Deposits with all other banks are covered by the Gibraltar scheme.

In March, 2006, a team of International Monetary Fund personel arrived in Gibraltar to conduct an investigation into the workings of the jurisdiction's financial system. The ten-strong IMF team focused their investigation on the banking and insurance sectors.

The object of the review was to measure Gibraltar's laws against 49 principles designed to protect financial centres against money laundering and terrorist financing. The last such IMF investigation in Gibraltar took place five years previous.

The conclusions of the IMF review were published in May 2007, and endorsed Gibraltar’s robust regulatory environment, according to the jurisdiction's government.
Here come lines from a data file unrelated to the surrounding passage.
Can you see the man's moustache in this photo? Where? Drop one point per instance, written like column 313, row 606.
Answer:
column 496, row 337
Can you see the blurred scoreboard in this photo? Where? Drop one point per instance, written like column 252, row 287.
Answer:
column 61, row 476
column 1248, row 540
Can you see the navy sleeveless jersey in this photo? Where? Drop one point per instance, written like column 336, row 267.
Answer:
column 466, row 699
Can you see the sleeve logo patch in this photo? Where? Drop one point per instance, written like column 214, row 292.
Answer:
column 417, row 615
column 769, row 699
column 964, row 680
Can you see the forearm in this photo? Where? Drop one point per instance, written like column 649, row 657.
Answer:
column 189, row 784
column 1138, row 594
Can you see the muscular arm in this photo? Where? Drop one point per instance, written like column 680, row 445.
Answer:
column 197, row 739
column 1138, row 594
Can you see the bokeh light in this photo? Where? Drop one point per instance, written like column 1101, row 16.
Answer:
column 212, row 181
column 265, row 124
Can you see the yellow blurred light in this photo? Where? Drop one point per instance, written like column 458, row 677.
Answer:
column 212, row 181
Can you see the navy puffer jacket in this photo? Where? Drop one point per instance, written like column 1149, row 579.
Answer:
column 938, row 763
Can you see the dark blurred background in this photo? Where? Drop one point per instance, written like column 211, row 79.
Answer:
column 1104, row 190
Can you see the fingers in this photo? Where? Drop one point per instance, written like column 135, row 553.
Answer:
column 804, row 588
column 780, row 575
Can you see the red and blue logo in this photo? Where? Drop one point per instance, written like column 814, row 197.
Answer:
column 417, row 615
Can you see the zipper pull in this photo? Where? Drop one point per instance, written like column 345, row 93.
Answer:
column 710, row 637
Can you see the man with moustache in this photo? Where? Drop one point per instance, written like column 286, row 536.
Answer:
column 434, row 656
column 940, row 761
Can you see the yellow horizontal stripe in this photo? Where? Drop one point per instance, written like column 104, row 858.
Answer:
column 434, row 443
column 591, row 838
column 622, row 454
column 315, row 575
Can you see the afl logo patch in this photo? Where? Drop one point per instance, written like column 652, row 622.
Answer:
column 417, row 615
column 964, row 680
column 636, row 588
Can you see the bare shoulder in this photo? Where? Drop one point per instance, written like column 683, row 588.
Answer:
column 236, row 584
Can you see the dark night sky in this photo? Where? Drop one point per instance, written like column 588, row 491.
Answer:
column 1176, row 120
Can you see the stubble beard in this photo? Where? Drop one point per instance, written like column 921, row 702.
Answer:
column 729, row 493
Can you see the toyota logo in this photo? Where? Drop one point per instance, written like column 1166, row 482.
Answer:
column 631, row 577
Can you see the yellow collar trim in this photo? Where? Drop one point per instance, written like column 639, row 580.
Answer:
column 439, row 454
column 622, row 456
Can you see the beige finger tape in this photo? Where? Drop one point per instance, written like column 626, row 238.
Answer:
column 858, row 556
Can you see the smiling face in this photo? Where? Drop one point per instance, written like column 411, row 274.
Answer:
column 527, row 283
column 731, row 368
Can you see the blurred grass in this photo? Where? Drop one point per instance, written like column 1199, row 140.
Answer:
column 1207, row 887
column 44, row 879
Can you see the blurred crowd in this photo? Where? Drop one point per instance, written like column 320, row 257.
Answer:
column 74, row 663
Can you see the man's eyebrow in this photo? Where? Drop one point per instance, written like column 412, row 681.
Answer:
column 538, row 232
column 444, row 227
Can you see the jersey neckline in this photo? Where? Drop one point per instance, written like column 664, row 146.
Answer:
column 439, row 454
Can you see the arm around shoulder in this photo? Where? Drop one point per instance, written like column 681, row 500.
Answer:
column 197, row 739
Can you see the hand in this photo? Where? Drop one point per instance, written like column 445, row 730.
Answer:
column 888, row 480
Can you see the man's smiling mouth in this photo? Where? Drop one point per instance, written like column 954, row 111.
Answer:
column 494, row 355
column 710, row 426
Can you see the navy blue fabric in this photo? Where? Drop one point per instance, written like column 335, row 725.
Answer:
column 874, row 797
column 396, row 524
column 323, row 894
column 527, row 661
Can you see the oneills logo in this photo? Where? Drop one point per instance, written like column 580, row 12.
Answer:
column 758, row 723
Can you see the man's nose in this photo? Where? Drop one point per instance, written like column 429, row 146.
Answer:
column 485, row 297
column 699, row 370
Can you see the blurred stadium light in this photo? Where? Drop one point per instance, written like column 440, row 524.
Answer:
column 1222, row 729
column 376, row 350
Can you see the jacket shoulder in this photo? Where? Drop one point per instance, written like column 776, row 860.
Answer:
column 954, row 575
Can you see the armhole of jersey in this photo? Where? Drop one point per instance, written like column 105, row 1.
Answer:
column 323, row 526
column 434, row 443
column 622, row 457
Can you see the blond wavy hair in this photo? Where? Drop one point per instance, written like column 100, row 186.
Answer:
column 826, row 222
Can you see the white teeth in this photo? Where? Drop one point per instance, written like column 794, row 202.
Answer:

The IMF team conducted an extensive review of the Financial Services Commission’s regulatory and supervisory practices in the fields of Banking and Insurance, as well as a jurisdiction-wide review of the Anti-Money Laundering and Terrorist Financing Regime, which also included the FSC, as well a large number of enforcement agencies and Government Departments.

In all three areas Gibraltar was found to be meeting international standards, and was found to be ahead of many onshore - and much larger - finance centres.

However, the report made a number of recommendations for further improvements, which were accepted by the government and the FSC. The government said that most of these had already been identified and were being actioned.

The identity of bank account holders in Gibraltar is confidential and is only disclosed by the bank if they are ordered to do so by the Courts when investigating serious criminal activity.

See Offshore Tax Regimes and Law of Offshore for further details of the regulatory regime and of the offshore taxation regimes for banks.

Under EU 'common passport' legislation any branch of an authorised EU bank may establish itself in Gibraltar subject only to notification procedures. Likewise a Gibraltar-licensed bank may set up branches elsewhere in Europe. Most of the banks established in Gibraltar are branches of major UK, European or US banks.

Most Gibraltar banks offer special rates of interest to wealthier private depositors under the heading of private banking. Minimums have fallen substantially in many cases, although some firms still maintain more traditional entry levels before offering special treatment to their clients.

Some care is needed when approaching a 'private banker' or a bank offering customised relationship management (there are lots of expressions all amounting to the same thing). What matters is the structure of the bank. This is not to say that one kind of bank is necessarily more reliable than another, just to understand why the bank is offering personal attention, and what it hopes to gain from it.

Some banks are little more than front ends for investment funds. They may be safe enough, but are they objective? Perhaps it is best to look for a bank that is trying to make money out of private banking as an activity in itself, rather than just using it as a scoop for customers for its financial products. If you just want a bank that will give you a good rate of interest without deduction of withholding tax, then the choice is simpler.

Private banking doesn't just mean investment: banks like to lend money, and especially to richer people. This raises the question of how a private banker is going to get rewarded. Depositing money with a bank is reward enough, of course, whether into the bank or into one of its financial products, but private banking when it has an advisory nature and is not accompanied by lending or borrowing may be fee-based. Provided the sum involved is large enough to justify the fee costs, an advisory private banking relationship is probably a good way to go. The bank will get the benefit from time to time of being able to offer bridging finance, or of holding large amounts in transit etc. It can hope for more substantial involvement with you in future. But the immediate relationship is between financial adviser and client.